I recently did a post on The Allure of Nymphet's blog about author and famous ephebophile Henry Miller and his writings on nymphets and age-discrepant relationships. In addition, he has some gems in his novels about writing, writers and artists. The excerpts below are taken from Miller's Sexus.
"It's much better to be preoccupied with wonderful ideas than with the next meal, or rent,or a pair of shoes. Of course when you get to the point where you must eat, and you haven't anything to eat, then to eat becomes an obsession. But the difference between an artist and the ordinary individual is that when the artist does get a meal he immediately falls back into his own limitless world, and while he's in that world he's a king, whereas your ordinary duffer is just a filling station with nothing in between but dust and smoke.""'You've got to eat, haven't you?'...I observed that the men who were most in life, who were molding life, who were life itself, ate little, slept little, owned little or nothing. They had no illusions about duty, or the perpetuation of their kith and kin, or the preservation of the State. They were interested in truth and truth alone. They recognized only one kind of activity-creation.""But Arthur Raymond had absolutely no regard for time; when he was interested in a subject he thought nothing of food, sleep or sex.""A painter can knock out a half dozen paintings in a year-so I'm told. But a writer-why sometimes it takes him ten years to do a book, and if it's good, as I say, it takes another teen years to find a publisher for it, and after that you've got to allow fifteen to twenty years before it's recognized by the public. It's almost a lifetime-for one book, mind you. How's he going to live meanwhile? Well, he lives like a dog usually. A panhandler leads a royal life by comparison. Nobody would undertake a career if he know what lay in store for him.""There was another thing I heartily disbelieved in-work. Work, it seemed to me even at the threshold of life, is an activity reserved for the dullard. It is the very opposite of creation, which is play, and which just because it has not raison d'etre other than itself is the supreme motivating...""...they had of their own pledged themselves to give all. They gave gratuitously, because it is the only way to give. This was the way of life which appealed to me; it made sound sense. It was life-not the simulacrum which those about me worshiped.""I want to start a new life with you. Let's go away from all these people! And I want you to quit that awful job. I'll find a place where you can write. You won't need to earn any money. I'll soon be making lots of money. You can have anything you want. I'll get all the books you want to read....Maybe you'll write a play..."

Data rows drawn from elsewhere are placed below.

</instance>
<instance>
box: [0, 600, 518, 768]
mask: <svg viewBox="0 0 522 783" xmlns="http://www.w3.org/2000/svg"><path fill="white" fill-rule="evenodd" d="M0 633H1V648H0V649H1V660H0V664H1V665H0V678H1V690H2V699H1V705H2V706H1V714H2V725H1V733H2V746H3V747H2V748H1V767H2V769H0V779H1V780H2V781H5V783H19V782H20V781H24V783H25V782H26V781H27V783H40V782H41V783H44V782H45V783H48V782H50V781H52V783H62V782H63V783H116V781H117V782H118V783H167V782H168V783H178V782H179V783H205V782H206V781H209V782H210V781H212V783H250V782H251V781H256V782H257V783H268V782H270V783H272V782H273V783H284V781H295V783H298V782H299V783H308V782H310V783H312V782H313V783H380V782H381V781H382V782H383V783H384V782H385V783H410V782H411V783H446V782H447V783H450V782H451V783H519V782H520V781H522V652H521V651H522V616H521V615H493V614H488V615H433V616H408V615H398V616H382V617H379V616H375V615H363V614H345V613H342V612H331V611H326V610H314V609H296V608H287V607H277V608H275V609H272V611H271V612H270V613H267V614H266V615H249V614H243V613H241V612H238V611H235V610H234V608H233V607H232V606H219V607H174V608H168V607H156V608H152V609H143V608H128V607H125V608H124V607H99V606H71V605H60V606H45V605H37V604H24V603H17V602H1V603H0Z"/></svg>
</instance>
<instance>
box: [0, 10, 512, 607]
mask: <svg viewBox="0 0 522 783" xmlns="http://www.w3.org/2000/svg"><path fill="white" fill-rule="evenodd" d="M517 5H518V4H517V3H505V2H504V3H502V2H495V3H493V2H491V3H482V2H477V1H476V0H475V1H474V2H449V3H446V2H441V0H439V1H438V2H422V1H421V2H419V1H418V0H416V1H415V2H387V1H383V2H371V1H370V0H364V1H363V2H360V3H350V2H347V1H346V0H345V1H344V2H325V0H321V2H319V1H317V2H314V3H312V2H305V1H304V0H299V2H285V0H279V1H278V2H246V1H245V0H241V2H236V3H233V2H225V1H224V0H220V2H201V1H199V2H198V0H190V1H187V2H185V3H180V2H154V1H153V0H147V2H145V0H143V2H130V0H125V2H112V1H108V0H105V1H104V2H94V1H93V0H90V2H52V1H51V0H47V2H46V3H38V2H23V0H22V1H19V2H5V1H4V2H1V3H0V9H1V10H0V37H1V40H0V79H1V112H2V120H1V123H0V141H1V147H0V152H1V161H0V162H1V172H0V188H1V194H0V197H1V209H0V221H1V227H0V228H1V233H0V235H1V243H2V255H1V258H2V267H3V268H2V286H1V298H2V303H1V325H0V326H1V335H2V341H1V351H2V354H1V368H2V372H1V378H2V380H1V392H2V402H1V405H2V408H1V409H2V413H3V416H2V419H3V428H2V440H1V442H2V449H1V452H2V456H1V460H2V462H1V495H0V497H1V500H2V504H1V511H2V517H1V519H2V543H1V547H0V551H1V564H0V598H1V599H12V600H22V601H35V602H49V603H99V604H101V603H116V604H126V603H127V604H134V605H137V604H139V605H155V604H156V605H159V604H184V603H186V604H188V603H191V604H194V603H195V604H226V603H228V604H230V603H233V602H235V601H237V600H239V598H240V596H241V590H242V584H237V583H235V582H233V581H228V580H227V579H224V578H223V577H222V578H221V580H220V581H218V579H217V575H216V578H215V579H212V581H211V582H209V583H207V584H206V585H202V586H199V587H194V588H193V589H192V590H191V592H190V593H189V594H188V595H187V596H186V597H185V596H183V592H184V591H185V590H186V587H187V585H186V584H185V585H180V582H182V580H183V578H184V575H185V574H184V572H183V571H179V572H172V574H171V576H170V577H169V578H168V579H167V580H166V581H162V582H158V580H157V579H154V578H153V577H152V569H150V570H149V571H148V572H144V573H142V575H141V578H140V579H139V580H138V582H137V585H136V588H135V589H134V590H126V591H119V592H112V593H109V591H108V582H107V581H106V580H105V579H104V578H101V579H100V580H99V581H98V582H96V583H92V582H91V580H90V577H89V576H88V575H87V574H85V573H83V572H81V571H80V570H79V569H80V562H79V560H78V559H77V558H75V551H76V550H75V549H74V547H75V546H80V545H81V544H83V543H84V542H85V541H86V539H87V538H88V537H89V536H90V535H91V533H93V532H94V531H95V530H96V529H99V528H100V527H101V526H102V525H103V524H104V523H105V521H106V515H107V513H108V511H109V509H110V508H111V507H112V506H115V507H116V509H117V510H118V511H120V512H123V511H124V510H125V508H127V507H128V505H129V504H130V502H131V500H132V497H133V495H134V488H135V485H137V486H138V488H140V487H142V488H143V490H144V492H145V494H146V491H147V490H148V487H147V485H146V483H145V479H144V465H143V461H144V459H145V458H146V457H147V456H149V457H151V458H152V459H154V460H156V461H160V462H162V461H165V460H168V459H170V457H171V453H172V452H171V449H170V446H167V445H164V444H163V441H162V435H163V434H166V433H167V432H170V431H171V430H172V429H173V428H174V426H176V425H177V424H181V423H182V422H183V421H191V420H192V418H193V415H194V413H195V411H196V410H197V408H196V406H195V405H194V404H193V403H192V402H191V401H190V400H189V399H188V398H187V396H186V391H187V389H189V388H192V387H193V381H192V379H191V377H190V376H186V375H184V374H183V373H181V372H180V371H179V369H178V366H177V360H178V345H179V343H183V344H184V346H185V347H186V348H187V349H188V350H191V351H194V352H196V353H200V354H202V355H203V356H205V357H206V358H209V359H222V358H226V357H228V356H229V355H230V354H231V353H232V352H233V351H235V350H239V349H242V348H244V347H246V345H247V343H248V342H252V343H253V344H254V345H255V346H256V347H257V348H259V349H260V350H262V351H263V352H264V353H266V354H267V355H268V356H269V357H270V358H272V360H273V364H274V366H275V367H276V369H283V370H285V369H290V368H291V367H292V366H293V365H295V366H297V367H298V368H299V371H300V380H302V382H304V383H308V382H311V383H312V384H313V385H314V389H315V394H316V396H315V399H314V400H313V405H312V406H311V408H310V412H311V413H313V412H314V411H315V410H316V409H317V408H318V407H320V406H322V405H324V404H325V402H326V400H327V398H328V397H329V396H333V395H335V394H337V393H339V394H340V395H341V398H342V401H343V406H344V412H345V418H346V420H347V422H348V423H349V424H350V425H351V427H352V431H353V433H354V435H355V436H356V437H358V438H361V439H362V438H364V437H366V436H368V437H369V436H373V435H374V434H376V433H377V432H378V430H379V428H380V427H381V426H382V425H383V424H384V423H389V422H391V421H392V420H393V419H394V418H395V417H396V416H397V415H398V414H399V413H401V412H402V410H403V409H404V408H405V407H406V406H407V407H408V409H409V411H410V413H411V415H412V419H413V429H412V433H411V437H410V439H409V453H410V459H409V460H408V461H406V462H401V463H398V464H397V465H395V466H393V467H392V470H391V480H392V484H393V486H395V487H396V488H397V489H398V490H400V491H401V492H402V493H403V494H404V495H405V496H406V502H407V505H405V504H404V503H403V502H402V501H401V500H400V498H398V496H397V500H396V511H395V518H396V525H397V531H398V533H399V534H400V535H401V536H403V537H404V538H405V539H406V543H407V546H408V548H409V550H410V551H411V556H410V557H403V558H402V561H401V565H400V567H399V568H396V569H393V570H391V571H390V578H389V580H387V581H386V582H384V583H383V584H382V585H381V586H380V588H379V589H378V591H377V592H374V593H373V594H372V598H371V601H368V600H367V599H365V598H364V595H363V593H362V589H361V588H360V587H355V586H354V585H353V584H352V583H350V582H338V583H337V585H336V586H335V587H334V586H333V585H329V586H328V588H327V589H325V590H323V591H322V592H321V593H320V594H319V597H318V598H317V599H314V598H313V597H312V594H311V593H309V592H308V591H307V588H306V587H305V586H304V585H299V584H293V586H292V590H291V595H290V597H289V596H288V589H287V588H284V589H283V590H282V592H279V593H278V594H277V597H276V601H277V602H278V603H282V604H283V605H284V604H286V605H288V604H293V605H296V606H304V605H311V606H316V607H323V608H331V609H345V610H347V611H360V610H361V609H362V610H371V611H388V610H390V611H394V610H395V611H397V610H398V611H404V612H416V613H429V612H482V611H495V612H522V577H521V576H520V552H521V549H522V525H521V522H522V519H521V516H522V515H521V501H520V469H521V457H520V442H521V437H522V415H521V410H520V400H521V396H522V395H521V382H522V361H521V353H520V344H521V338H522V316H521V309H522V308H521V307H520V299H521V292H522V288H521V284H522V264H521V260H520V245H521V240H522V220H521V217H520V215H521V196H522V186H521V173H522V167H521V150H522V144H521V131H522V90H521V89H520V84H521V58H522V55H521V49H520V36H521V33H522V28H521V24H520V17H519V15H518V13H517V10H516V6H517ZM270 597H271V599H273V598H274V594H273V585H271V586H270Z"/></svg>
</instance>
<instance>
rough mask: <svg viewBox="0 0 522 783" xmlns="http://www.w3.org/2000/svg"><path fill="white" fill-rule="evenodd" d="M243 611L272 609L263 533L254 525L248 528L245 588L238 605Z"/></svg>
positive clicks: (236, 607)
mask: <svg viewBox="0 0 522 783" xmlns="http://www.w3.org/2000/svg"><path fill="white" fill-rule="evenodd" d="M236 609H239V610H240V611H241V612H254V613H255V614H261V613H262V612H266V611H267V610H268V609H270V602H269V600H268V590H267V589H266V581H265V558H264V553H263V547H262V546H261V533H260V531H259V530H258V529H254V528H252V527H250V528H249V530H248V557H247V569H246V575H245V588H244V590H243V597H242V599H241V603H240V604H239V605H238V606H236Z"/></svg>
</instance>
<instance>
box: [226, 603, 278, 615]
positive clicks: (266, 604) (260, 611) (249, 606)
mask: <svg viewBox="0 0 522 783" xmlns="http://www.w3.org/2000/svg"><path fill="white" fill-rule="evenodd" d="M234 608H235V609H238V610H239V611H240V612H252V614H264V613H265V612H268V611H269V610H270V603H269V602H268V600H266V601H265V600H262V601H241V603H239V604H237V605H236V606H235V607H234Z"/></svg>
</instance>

While I was re-reading the above excerpts I couldn't help but think about artists (i.e. writers, poets, painters, etc,) like James Franco and Nabokov. In a New York magazine profile that I wrote about in a previous post, Franco's assistant shared that Franco doesn't eat unless she, literally, puts food in front of him, and, like Tesla, Franco sleeps about four hours per night. Furthermore, Nabokov was so consumed with his translation of Eugene Onegin: A Novel in Verse that he worked on it for over seventeen hours per day. And what writer doesn't dream about being freed from his day job?